🤖 AI Summary
A developer built a web server with zero application logic that asks an LLM what to do for every HTTP request, wiring it to three tools—database (SQLite), webResponse (emit HTML/JSON), and updateMemory (persist feedback). In a few hours the system produced a working contact-manager CRUD app: the model designed sensible schemas (types, indexes), emitted parameterized SQL, rendered responsive Bootstrap UIs, validated forms, returned REST-ish JSON, and even persisted data across restarts. Every page included a feedback widget the model could read and act on, so “make buttons bigger” resulted in UI changes.
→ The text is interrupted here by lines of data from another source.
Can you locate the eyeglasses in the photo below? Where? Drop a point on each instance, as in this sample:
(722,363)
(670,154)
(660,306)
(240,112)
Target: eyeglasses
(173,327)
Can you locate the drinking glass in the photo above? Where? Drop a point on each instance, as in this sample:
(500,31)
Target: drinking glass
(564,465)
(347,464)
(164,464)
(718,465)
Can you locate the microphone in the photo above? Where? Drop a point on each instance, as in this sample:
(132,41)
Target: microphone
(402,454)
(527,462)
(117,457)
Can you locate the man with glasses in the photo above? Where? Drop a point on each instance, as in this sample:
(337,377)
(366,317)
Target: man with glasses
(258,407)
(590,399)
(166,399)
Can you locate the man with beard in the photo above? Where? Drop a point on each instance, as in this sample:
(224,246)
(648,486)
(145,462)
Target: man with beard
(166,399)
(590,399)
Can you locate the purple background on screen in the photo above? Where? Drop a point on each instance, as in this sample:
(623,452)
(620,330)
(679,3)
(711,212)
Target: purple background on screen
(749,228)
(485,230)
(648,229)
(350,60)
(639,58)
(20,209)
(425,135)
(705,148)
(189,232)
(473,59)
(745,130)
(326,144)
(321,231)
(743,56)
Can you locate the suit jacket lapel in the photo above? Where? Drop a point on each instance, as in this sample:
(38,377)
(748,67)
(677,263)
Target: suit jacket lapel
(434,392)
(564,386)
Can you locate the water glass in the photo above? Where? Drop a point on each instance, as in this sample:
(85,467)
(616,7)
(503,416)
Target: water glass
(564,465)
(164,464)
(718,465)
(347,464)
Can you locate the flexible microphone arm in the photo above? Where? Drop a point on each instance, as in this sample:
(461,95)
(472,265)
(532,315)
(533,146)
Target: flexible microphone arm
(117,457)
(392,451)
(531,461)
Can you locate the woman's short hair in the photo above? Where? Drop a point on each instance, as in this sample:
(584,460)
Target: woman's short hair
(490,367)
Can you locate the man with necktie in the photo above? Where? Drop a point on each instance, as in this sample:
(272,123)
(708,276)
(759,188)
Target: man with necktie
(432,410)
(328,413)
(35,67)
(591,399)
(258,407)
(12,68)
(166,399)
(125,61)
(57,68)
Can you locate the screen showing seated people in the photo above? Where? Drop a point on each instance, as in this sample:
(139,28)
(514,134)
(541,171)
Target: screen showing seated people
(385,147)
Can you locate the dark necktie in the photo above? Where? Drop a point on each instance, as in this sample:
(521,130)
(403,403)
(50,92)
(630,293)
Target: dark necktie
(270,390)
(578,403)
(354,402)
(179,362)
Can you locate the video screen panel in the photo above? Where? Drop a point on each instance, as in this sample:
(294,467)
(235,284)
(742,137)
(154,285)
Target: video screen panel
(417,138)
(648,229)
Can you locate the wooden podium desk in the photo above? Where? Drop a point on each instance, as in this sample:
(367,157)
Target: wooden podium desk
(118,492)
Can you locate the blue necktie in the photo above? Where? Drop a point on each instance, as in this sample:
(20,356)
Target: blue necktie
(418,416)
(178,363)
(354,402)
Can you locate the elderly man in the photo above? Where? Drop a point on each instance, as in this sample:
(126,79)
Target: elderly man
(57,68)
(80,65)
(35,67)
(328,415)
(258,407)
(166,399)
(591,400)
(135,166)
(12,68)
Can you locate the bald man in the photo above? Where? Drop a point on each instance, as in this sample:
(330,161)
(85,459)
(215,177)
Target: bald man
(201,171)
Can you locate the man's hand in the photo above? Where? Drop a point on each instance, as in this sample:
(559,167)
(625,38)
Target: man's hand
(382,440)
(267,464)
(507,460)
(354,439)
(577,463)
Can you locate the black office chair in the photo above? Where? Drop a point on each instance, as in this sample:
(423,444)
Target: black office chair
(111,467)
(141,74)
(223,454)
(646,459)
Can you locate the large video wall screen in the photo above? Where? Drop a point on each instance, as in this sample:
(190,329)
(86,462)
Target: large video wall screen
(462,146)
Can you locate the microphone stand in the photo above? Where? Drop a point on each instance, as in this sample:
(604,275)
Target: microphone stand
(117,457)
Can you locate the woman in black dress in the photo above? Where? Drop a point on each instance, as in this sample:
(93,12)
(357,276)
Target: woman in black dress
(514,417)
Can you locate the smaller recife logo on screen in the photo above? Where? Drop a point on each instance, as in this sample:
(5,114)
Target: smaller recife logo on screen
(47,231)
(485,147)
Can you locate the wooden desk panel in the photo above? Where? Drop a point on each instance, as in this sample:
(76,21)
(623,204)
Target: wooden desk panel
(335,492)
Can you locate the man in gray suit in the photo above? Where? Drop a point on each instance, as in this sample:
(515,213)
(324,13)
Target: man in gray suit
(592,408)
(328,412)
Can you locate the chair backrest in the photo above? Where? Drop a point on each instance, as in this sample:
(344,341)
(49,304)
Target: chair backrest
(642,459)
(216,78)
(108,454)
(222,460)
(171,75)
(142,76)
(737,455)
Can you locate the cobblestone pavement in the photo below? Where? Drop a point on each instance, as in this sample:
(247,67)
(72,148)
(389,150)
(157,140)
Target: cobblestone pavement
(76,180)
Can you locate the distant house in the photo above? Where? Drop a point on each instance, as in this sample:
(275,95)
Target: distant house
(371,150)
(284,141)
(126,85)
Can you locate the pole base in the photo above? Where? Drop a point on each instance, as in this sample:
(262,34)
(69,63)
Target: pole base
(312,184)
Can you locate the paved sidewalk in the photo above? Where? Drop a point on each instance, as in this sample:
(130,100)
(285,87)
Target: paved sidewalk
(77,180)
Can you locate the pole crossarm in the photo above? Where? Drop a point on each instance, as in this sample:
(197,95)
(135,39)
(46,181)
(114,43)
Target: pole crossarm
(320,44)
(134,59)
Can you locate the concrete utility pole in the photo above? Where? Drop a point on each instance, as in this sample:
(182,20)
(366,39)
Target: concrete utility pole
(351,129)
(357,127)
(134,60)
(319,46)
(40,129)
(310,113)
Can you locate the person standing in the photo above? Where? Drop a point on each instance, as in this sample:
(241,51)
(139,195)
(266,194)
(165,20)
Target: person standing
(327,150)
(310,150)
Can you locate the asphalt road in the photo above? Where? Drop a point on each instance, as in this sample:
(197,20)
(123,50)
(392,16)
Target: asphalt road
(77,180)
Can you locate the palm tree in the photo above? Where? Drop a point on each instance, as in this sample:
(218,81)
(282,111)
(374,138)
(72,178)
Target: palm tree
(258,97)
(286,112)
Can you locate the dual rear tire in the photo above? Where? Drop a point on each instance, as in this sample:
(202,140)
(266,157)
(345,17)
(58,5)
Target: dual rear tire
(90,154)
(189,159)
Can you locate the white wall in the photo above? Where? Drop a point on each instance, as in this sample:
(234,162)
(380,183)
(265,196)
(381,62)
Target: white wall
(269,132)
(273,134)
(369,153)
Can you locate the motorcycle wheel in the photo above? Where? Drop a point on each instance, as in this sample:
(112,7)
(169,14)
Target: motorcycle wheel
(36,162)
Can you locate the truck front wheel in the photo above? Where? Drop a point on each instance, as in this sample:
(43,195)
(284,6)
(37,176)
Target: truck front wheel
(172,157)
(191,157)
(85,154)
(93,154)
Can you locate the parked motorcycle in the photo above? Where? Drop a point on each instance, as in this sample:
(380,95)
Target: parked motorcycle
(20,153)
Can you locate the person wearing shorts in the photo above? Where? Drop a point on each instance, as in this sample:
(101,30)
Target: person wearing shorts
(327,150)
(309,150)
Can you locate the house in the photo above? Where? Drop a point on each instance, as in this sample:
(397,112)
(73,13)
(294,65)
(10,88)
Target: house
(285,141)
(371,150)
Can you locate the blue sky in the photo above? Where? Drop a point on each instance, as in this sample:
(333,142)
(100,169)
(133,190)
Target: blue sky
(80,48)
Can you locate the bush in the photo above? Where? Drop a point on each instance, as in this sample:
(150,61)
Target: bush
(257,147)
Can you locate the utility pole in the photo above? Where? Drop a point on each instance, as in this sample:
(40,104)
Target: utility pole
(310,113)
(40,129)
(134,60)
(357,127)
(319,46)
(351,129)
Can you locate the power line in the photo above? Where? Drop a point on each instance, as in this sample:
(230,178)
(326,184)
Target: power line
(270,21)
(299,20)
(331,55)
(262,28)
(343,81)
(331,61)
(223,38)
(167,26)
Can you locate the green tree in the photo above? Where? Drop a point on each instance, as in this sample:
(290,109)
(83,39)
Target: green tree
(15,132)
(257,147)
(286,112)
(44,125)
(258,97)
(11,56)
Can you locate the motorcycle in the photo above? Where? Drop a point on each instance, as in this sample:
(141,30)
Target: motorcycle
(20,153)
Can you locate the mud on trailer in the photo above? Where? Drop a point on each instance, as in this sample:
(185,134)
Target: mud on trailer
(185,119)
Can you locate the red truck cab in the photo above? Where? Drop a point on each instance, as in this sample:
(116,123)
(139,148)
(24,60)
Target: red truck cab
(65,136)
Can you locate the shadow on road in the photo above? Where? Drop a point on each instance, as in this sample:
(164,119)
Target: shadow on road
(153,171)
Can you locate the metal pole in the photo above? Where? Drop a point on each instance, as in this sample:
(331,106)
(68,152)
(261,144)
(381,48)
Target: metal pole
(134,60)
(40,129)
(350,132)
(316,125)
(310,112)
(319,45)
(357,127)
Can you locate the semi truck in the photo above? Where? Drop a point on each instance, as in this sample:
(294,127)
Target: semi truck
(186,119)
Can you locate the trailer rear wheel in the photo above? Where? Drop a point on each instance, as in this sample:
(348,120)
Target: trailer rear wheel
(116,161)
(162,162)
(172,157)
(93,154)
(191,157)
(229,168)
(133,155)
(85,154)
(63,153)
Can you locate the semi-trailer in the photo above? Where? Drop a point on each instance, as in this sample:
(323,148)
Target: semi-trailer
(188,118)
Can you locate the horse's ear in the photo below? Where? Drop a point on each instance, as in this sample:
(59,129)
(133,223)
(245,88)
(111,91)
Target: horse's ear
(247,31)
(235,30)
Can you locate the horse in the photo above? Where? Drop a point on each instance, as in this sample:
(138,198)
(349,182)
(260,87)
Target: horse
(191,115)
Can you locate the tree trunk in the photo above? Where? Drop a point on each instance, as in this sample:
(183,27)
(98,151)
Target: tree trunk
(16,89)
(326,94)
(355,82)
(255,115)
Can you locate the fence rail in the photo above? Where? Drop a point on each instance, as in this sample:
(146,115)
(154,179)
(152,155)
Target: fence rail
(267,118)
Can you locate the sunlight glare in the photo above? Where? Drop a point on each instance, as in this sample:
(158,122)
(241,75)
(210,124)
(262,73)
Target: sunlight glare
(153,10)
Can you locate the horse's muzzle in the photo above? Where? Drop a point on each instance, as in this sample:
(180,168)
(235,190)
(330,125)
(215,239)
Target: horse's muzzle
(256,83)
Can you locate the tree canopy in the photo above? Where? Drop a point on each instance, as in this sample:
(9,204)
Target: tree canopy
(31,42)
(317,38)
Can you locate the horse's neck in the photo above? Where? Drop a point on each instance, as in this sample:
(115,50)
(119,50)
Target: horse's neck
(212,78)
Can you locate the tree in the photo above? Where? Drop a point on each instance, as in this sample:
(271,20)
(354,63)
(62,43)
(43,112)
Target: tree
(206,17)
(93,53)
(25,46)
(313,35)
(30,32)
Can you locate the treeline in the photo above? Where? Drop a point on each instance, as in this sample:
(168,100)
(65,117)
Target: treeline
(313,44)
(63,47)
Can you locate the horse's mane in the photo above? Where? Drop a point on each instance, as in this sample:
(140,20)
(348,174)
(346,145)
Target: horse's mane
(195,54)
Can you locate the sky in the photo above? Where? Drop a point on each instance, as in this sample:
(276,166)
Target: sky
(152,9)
The experiment used a consumer LLM (e.g., Claude-3) and showed that application logic can emerge from tooling plus a prompt.
But it’s painfully impractical today: requests took 30–60s (vs 10–100ms for conventional servers), cost ~$0.01–$0.05 each (100–1000× more expensive), and the model spent 75–85% of time “reasoning.” It hallucinated SQL occasionally (causing 500s), drifted on styles between requests, and had limited short-term memory. Significance: capability exists — LLMs can replace app code — but remaining barriers are performance, cost, context/memory, and reliability. These are trending better (faster inference, lower cost, larger context), so the experiment suggests we may be closer to “LLM-as-computer” than many expect, with the main remaining work in infrastructure and latency/cost optimization.